On 8/22/06, Lourens Veen <[EMAIL PROTECTED]> wrote:


What is the job of the kernel with respect to graphics?

The job of the kernel, always, is to provide abstraction from the
hardware, as well as insulate the hardware and other applications from
badly behaved applications.  There are certain aspects of graphics
that deserve to be in the kernel as much as, say, the TCP/IP stack.
"In the kernel" is perhaps a bit ambiguous, because you can have a
microkernel with services or Linux with drivers in userspace.  Perhaps
we should say "via the kernel."

Many aspects of the abstraction only SEEM to be in the kernel.  For
instance, glibc provides a portable wrapper around the kernel ABI.  A
lot of this is done for efficiency reasons so as to avoid actual
kernel calls as much as possible.

We can apply this to graphics.  The only things that MUST be in the
kernel have to do with security, interrupts, and SOME aspects of DMA.
The rest can live in userspace libraries for performance reasons.

What does the kernel need itself in terms of graphics/user interaction?

Minimally, it needs a way to display boot messages and otherwise
interact before more sophisticated services have started.  I like the
idea of moving the virtual console and other graphics management
mostly into a daemon.

What abstraction should the kernel offer to userspace?

That's a hard question.  Here are some groups of facilities I can
think of right off:

- Setting resolution/depth
- Allocating virtual consoles
- Low-level rendering (2D, 3D)
- Graphics memory management
- Timing facilities (wake on vertical blank interrupt, etc.)
- Zero-copy mechanisms

Other facilities would sit on top of that.  For instance, OpenGL
offers more abstraction for 3D.  The API would provide hooks for
various sorts of 3D processing, and the OpenGL library would query for
which ones are available, which ones are emulated well by the API's
infrastructure, and which ones are best done by the OpenGL library.
X11 is similar in this regard.  The API would have no concept of
"windows".  X11 would use the API for the low-level rendering.

How does this interact with its other tasks?

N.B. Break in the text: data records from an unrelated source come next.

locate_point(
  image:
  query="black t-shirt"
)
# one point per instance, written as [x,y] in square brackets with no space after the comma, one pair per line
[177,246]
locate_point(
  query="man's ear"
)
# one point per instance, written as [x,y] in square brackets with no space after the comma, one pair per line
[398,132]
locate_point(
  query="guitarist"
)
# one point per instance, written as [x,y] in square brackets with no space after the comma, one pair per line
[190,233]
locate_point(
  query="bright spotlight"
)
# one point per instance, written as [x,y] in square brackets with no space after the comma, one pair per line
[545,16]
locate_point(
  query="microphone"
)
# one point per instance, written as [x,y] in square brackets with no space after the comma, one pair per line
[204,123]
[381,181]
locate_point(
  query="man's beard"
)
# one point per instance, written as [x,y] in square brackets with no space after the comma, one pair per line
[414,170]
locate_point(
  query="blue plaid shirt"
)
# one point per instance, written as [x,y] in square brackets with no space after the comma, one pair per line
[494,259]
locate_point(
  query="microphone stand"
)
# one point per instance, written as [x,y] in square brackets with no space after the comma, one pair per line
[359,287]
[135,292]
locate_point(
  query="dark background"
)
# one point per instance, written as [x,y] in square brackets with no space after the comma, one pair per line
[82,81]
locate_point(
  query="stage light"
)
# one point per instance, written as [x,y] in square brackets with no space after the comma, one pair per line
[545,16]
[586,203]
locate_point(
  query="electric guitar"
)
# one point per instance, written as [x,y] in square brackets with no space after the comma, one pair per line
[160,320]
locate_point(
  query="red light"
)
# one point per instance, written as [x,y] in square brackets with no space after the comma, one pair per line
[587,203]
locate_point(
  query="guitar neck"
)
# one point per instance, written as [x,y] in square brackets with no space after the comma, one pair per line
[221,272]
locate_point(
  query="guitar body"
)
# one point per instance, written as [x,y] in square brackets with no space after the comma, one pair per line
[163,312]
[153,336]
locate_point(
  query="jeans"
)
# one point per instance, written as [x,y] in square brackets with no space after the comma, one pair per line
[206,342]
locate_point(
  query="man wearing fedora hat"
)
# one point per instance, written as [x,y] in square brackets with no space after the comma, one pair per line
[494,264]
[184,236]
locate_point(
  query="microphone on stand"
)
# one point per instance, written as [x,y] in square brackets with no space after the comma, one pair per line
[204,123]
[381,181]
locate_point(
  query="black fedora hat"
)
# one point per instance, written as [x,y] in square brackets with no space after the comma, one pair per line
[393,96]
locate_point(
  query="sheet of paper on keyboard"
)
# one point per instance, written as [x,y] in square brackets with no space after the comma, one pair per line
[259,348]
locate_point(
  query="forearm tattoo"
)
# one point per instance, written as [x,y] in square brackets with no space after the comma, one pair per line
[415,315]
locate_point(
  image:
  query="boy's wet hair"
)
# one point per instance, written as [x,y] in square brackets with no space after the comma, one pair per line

Usually via other standard APIs.  If we do it right, most of X11 and
svgalib will stay the same.  We'll just give them drivers that use the
API, and those drivers would generally be very simple.  With the
graphics system a single process (per graphics device), race
conditions can't happen, because everything is serialized by that
process managing things.

Once we have some good solid argumentation on this, we can find out what
the current situation is, what experimental work has been done, and how
we could move from the current situation to a better one, in small
steps. And then we can worry about userland too. But please, one thing
at a time.

I feel like I'm too influenced by the discussions started by Richard.
I'm probably not being abstract enough with my response.